\n
The developer of LiveSplit, CryZe, gave us the following excerpt on Livesplit:
\n\n\nWe started out with LiveSplit being written in C# with strong assumptions that it's going to be used on Windows. We made a really well working speedrun timer that quickly got used by pretty much all the speedrunners. It's in a good shape now where it pretty has most of the features we want it to have.
\nHowever long term we wanted to restructure LiveSplit to work across all kinds of platforms, and for many more use cases. Basically we wanted a much more maintainable long term solution that would work for even completely new platforms and situations. Maybe even an extension for Twitch, or as a library for some app that analyzes the speedrun data, or to directly built it into a game and so on. And that's how LiveSplit One was born. The \"One\" standing for \"one codebase across all platforms\". The new codebase is in Rust and we are slowly porting all the logic over into it. We are planning for various different frontends. A native desktop frontend that uses DirectX 12, Vulkan, Metal and co. to render the timer. A web frontend that uses TypeScript and React. Also mobile apps, a terminal version, a Twitch extension, an OBS plugin, …

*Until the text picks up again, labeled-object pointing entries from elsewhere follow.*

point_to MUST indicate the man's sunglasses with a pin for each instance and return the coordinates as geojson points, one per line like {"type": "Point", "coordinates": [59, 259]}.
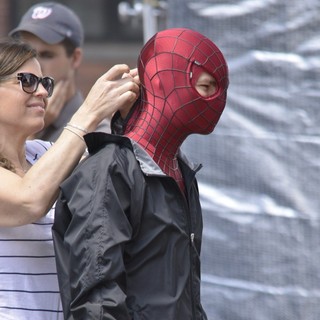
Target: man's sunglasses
{"type": "Point", "coordinates": [30, 82]}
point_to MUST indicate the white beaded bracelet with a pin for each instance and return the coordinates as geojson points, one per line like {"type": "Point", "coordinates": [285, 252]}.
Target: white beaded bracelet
{"type": "Point", "coordinates": [74, 133]}
{"type": "Point", "coordinates": [76, 127]}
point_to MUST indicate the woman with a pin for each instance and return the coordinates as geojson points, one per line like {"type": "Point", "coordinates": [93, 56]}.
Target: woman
{"type": "Point", "coordinates": [31, 171]}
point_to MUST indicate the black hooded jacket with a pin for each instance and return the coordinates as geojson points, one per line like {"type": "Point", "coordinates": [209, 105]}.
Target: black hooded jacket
{"type": "Point", "coordinates": [127, 241]}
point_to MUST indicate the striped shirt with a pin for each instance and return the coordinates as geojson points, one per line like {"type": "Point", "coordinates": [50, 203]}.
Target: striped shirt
{"type": "Point", "coordinates": [28, 277]}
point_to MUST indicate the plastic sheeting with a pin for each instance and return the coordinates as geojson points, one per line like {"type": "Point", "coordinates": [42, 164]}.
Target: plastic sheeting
{"type": "Point", "coordinates": [260, 182]}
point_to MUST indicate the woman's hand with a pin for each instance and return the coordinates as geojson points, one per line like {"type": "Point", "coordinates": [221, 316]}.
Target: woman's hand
{"type": "Point", "coordinates": [115, 90]}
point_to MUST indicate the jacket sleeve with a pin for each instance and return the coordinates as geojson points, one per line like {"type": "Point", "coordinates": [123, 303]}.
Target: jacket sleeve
{"type": "Point", "coordinates": [94, 221]}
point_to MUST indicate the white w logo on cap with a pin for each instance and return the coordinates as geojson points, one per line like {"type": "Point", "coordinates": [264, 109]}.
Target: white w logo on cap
{"type": "Point", "coordinates": [41, 13]}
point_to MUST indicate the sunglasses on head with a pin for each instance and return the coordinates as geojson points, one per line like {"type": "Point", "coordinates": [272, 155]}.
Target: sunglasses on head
{"type": "Point", "coordinates": [30, 82]}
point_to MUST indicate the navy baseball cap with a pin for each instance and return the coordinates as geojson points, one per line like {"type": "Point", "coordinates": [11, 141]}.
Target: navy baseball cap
{"type": "Point", "coordinates": [52, 22]}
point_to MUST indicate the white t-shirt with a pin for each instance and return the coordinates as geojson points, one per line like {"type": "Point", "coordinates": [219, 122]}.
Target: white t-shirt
{"type": "Point", "coordinates": [28, 277]}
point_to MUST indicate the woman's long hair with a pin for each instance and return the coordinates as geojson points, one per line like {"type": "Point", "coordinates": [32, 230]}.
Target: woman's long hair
{"type": "Point", "coordinates": [13, 54]}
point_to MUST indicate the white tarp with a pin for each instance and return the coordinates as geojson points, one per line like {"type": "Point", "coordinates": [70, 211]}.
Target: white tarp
{"type": "Point", "coordinates": [260, 181]}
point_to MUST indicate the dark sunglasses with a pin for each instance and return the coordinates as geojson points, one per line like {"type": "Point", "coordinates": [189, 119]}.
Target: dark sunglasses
{"type": "Point", "coordinates": [30, 83]}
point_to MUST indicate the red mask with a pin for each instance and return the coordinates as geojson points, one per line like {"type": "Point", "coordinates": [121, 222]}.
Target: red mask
{"type": "Point", "coordinates": [170, 108]}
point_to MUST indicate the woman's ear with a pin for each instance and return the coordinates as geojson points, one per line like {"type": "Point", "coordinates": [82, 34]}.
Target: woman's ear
{"type": "Point", "coordinates": [77, 57]}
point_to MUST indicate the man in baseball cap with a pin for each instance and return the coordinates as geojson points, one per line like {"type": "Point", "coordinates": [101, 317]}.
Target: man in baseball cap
{"type": "Point", "coordinates": [56, 32]}
{"type": "Point", "coordinates": [52, 23]}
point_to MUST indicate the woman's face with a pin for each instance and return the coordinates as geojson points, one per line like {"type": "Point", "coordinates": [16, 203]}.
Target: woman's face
{"type": "Point", "coordinates": [22, 112]}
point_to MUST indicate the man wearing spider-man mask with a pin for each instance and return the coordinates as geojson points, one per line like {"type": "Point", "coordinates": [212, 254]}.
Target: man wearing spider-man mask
{"type": "Point", "coordinates": [128, 223]}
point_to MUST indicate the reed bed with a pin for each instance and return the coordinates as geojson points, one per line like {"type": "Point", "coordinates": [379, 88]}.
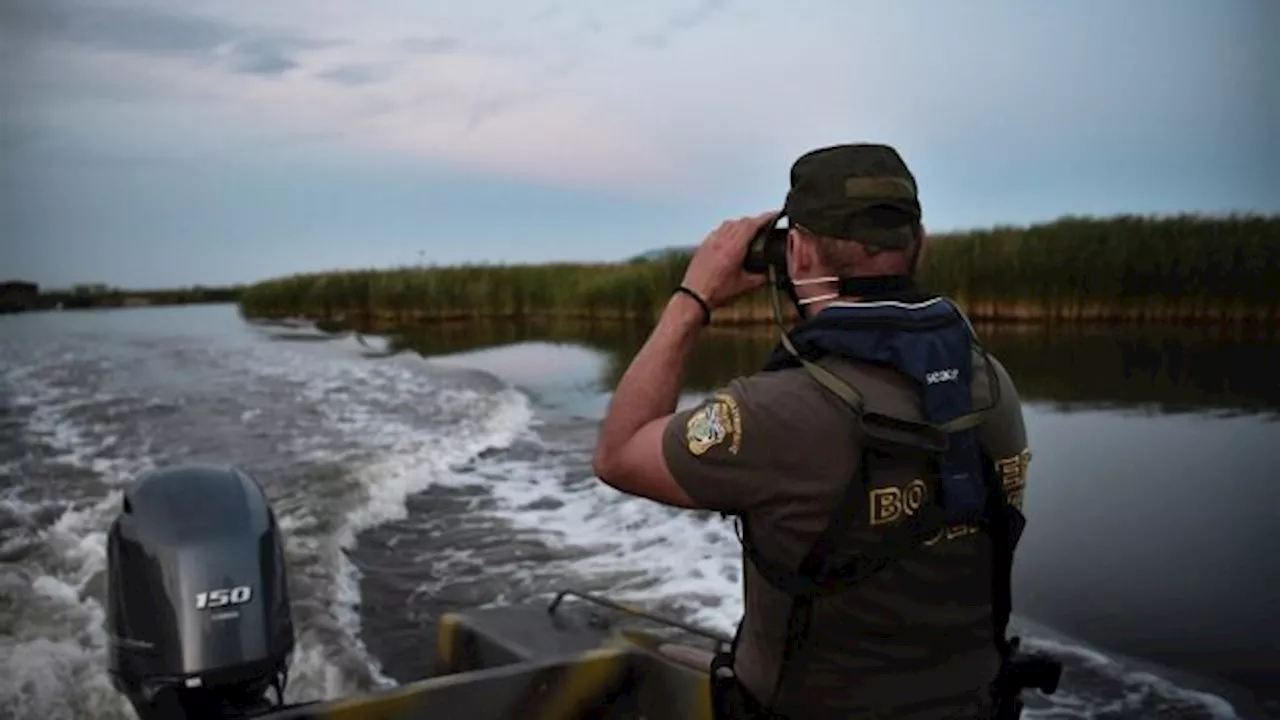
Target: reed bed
{"type": "Point", "coordinates": [1169, 269]}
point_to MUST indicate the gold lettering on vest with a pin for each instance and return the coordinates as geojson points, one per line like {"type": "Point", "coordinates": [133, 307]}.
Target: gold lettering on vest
{"type": "Point", "coordinates": [1013, 473]}
{"type": "Point", "coordinates": [914, 496]}
{"type": "Point", "coordinates": [886, 505]}
{"type": "Point", "coordinates": [892, 504]}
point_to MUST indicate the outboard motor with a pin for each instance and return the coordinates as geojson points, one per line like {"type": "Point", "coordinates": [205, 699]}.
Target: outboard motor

\nAnd the one using WebAssembly is the web version where the codebase is compiled to WASM and then TypeScript and React are used to built the frontend. We do as little as possible in React (basically the stuff that can't be shared across the platforms). At the moment the networking code is still in TypeScript but with Rust's new async await capabilities, I'm slowly moving the networking code over into Rust too, so it can be used in the native versions and co. as well.
\n
Which I totally agree was an awesome way to go! To me, this shows the portability of WebAssembly, in which you can target the web with a language of your choice. And that smae exact source code is also used across many different platforms! Meaning you then only have to write a thin UI layer, but the bulk of your project is written in a shared codebase!